The U.S. State Department told Cuban diplomats in Washington on Friday that the U.S. Agency for International Development (USAID) was ready to send $6.3 million in corrugated zinc roofs, nails, tools, lumber, sheeting and light shelter kits by ship to benefit some 48,000 people hit by back-to-back devastating hurricanes.

But speaking at a New York church Monday, Cuba's vice president said Washington can keep making its proposals, but what it should really do is lift the trade embargo.

''They will continue making proposals,'' First Vice President José Ramón Machado Ventura said at a speech Monday in Manhattan. ``If they really want to help the Cuban people, why don't they lift the embargo? They try to say that Cuba is trying to sacrifice its own people for politics when the most politicized thing is the blockade.''

Havana has already turned down flights full of disaster relief supplies and -- as of Monday night -- had not responded officially to the latest offer from Washington.

''It's hard to understand -- hard -- how they put politics ahead of suffering,'' U.S. Commerce Secretary Carlos Gutierrez said in a phone interview with The Miami Herald on Monday. ``They said last time that they needed building materials, so we added building materials. It's frankly very surprising that the leadership -- whoever is making the decisions -- is putting pride, power and their own ego ahead of the suffering of the Cuban people.''

The diplomatic note went ignored amid several reports that Cubans receiving cash storm aid from an exile group in Miami were being threatened by state security.

Melba Santana, the wife of a political prisoner in Las Tunas, said that when she attempted to distribute some money to neighbors from $300 in storm aid sent by the Cuban American National Foundation, state security agents threatened to criminally charge her.

''Let's see how far they are willing to take this, how far they are willing to sacrifice people's suffering,'' Santana said in a telephone interview. ``It was a miserable little $10 I was giving out and people are in need.''

The most recent proposal comes on the heels of a diplomatic clash between Havana and Washington over two powerful storms that hit the island in as many weeks. When Hurricane Gustav slammed into western Cuba on Aug. 30, the U.S. government offered $100,000 in aid and a disaster assessment team, a standard initial response to natural disasters that was widely criticized for not being generous and tied to conditions.

Cuba turned it down, saying an assessment team was an unnecessary pretext.

''We don't need experts.
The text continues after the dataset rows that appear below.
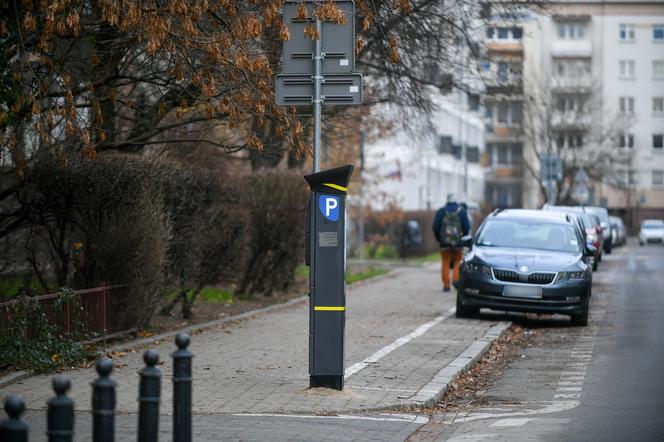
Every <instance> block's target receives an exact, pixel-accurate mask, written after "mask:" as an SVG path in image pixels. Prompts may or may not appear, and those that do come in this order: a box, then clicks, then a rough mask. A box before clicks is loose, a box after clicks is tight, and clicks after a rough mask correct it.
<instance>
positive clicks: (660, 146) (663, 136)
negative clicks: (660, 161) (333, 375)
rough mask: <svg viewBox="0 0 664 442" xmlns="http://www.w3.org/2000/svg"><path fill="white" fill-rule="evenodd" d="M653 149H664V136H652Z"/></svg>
mask: <svg viewBox="0 0 664 442" xmlns="http://www.w3.org/2000/svg"><path fill="white" fill-rule="evenodd" d="M652 148H653V149H664V134H653V135H652Z"/></svg>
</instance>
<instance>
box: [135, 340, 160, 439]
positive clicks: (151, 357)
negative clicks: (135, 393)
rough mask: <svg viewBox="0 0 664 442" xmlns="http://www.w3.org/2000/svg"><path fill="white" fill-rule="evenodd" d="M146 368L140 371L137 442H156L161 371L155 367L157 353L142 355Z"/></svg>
mask: <svg viewBox="0 0 664 442" xmlns="http://www.w3.org/2000/svg"><path fill="white" fill-rule="evenodd" d="M143 360H144V361H145V365H146V367H145V368H144V369H143V370H141V372H140V376H141V383H140V387H139V396H138V401H139V404H140V405H139V410H138V442H157V438H158V434H159V395H160V392H161V370H159V369H158V368H157V367H155V365H157V362H159V353H157V352H156V351H154V350H148V351H146V352H145V353H144V354H143Z"/></svg>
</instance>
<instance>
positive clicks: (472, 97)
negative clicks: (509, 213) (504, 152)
mask: <svg viewBox="0 0 664 442" xmlns="http://www.w3.org/2000/svg"><path fill="white" fill-rule="evenodd" d="M434 100H435V102H436V105H437V110H436V113H435V115H433V117H432V126H431V127H430V128H429V130H428V131H427V132H425V133H421V134H420V135H419V136H413V134H409V133H406V132H401V131H400V132H397V133H396V134H395V135H394V136H392V137H387V138H382V139H379V140H376V141H375V142H373V143H370V144H368V145H367V148H366V151H367V156H366V158H367V171H368V173H370V175H371V176H372V177H371V178H370V179H369V181H370V182H371V183H370V186H371V190H370V192H371V205H372V207H373V208H374V209H378V210H380V209H383V208H385V207H386V206H387V204H390V203H393V204H396V205H398V206H399V207H400V208H402V209H403V210H435V209H437V208H438V207H440V206H442V205H444V204H445V202H446V198H447V195H448V194H449V193H451V194H454V196H455V198H456V199H457V200H459V201H466V202H474V203H480V202H481V201H482V199H483V195H484V170H483V168H482V165H481V164H480V158H481V157H482V155H483V152H484V122H483V121H482V118H481V116H480V114H479V102H478V101H477V100H476V97H473V96H470V97H469V96H468V95H467V94H465V93H463V92H461V91H455V92H453V93H450V94H448V95H439V96H437V97H436V98H435V99H434Z"/></svg>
Our storm assessment experts are better,'' Machado said. ``They wanted to send spies so they could continue slandering us.''

When Ike hit the east and west coasts of Cuba destroying thousands of buildings in its path, Washington came back with the identical aid package.

Cuba blasted it and asked for a temporary reprieve from the U.S. embargo instead.

Washington came under heavy criticism again for insisting on the assessment team and making such a paltry initial offer. The USAID went back a third time, lifting the conditions and increasing the aid to $5 million in goods and cash.

The Cuban government's official response said what the nation really needed was credits to purchase construction materials. The U.S. embargo prohibits American companies from selling such materials to Cuba on credit. Current law allows food and lumber sales paid upfront in cash.

USAID said $1.7 million of Washington's aid is already making its way to Cuba through nongovernmental organizations.